The troubled VMZ Sopot factory, which is Bulgaria's largest defense industry plant and was once the pride of its military-industrial complex, will be put on the privatization table by the Borisov Cabinet.

The decision to start the privatization of VMZ Sopot is No. 1 on the agenda of the government's weekly meeting on Thursday.

The Bulgarian Cabinet is expected to approve for sale all 118 million shares of the military giant. The privatization is supposed to take place with a tender, rather than on the stock exchange. The potential buyers are supposed to offer detailed 3-year business plans for the factory outlining their investment intentions and their commitments to the number of jobs in the plant.

Last week Finance Minister Simeon Djankov reiterated earlier announcements that Bulgaria's government is determined to go ahead with the planned sale of the country's tobacco company, the biggest military plant and the minority stakes in electricity distributors.

The sale of Bulgartabac Holding AD, Sopot-based Vazovski Mashinostroitelni Zavodi or VMZ, and the minority stakes in the electricity distributors have been said to be a must-do task in 2011 due to the sorry performance of the state-owned companies.
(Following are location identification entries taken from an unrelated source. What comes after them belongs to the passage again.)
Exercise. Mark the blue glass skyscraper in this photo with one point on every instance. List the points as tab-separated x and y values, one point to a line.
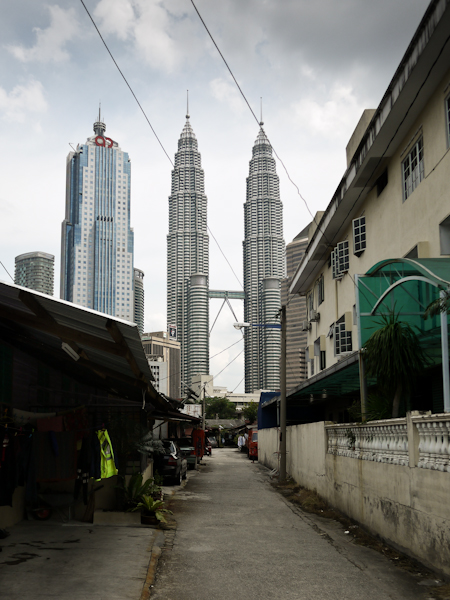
97	245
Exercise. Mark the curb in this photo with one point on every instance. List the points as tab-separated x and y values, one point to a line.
153	564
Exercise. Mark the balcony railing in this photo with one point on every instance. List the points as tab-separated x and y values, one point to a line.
420	440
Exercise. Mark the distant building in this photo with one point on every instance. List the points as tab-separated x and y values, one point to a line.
382	245
296	333
264	267
160	348
240	400
188	257
139	299
159	371
35	270
97	245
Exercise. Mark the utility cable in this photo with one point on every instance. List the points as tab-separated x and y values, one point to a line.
6	270
125	79
254	116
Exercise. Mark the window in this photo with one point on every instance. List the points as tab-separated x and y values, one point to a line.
444	236
382	182
413	169
359	235
310	303
340	260
323	360
320	291
447	116
342	337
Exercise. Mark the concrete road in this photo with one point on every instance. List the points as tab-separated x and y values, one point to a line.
237	539
75	561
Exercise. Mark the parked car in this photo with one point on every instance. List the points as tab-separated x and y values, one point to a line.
208	449
187	448
171	464
252	443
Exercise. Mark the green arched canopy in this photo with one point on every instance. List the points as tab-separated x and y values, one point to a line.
405	286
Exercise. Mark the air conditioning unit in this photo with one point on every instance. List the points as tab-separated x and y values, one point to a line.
314	316
343	355
306	326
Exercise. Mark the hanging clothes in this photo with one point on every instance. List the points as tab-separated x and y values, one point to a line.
108	467
7	468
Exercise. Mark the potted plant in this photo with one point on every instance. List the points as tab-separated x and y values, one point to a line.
152	511
136	489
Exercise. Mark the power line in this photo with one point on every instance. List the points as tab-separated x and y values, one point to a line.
6	270
254	116
125	79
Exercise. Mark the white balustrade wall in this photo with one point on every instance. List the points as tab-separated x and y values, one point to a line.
381	441
392	477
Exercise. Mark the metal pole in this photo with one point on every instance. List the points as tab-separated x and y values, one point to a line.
444	344
204	408
282	476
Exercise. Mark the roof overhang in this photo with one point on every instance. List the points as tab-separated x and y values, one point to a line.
424	64
339	379
92	347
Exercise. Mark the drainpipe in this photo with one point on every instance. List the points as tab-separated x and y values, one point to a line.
282	475
445	370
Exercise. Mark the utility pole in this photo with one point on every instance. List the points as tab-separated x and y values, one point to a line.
282	475
202	392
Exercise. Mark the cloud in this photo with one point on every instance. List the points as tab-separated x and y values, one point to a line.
163	37
226	92
332	116
21	100
50	42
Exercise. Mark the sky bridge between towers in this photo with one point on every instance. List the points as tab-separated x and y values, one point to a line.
223	294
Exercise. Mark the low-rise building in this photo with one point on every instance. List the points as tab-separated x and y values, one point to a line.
383	242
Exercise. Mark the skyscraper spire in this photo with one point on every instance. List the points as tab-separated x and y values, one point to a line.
264	266
188	257
99	125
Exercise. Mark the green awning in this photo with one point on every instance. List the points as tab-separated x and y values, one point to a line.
405	286
340	379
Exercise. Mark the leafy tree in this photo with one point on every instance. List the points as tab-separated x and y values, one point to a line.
221	407
438	306
394	356
250	412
"These companies are on the agenda of the Privatization Agency for 2011, " Simeon Djankov said. Bulgaria's government is most heavily criticized for its failure to rake in revenues into the budget by privatization, shows a survey, conducted among analysts, employers and trade unionists.

The VMZ Sopot plant employs 3 700 workers. It is located in the town of Sopot in central Bulgaria, which is the birthplace of Bulgarian writer and poet Ivan Vazov, after whom it was named. The plant was founded in 1936, and during the communist period was developed into a large-scale military industrial unit.

VMZ Sopot produces anti-tank guided and unguided missiles, aviation unguided missiles, artillery ammunition, fuses. It also manufactures civilian products – it makes diamond tools, abrasive discs and grinding wheels, gas cylinders, food industry equipment, and household appliances.

VMZ Sopot has been in a troubled financial condition in the last few years. In 2007, Bulgaria's Privatization Agency started to sell some of the plant's assets in order to cover part of its debts; some of its assets were also sold at the beginning of 2009.

Over the years, several governments failed to decide on a strategy to privatize VMZ Sopot, and the Privatization Agency is said to be expecting a solution from the GERB government and the new Parliament dominated by them.

In February 2010, VMZ Sopot, which is in deep financial troubled, fired workers who protested against delays of salaries.

In April, the head of Bulgarian Privatization Agency Nikolov announced that in 2010 the Bulgarian state planned to initiate the privatization of VMZ Sopot – a plan which has failed to materialize to date. In his words, the struggling arms giant will take a while to be privatized because the respective strategy for the it had to be approved by the Parliament first.

In May, Bulgarian authorities started investigating former managers of VMZ Sopot over suspected abuses that may have contributed to the dire financial situation of the plant. All information pertaining to the investigation is classified. The names of the former directors and senior managers of the military factory who are under investigation for abuses have not been revealed. VMZ Sopot currently has total debts amounting to about BGN 100 M.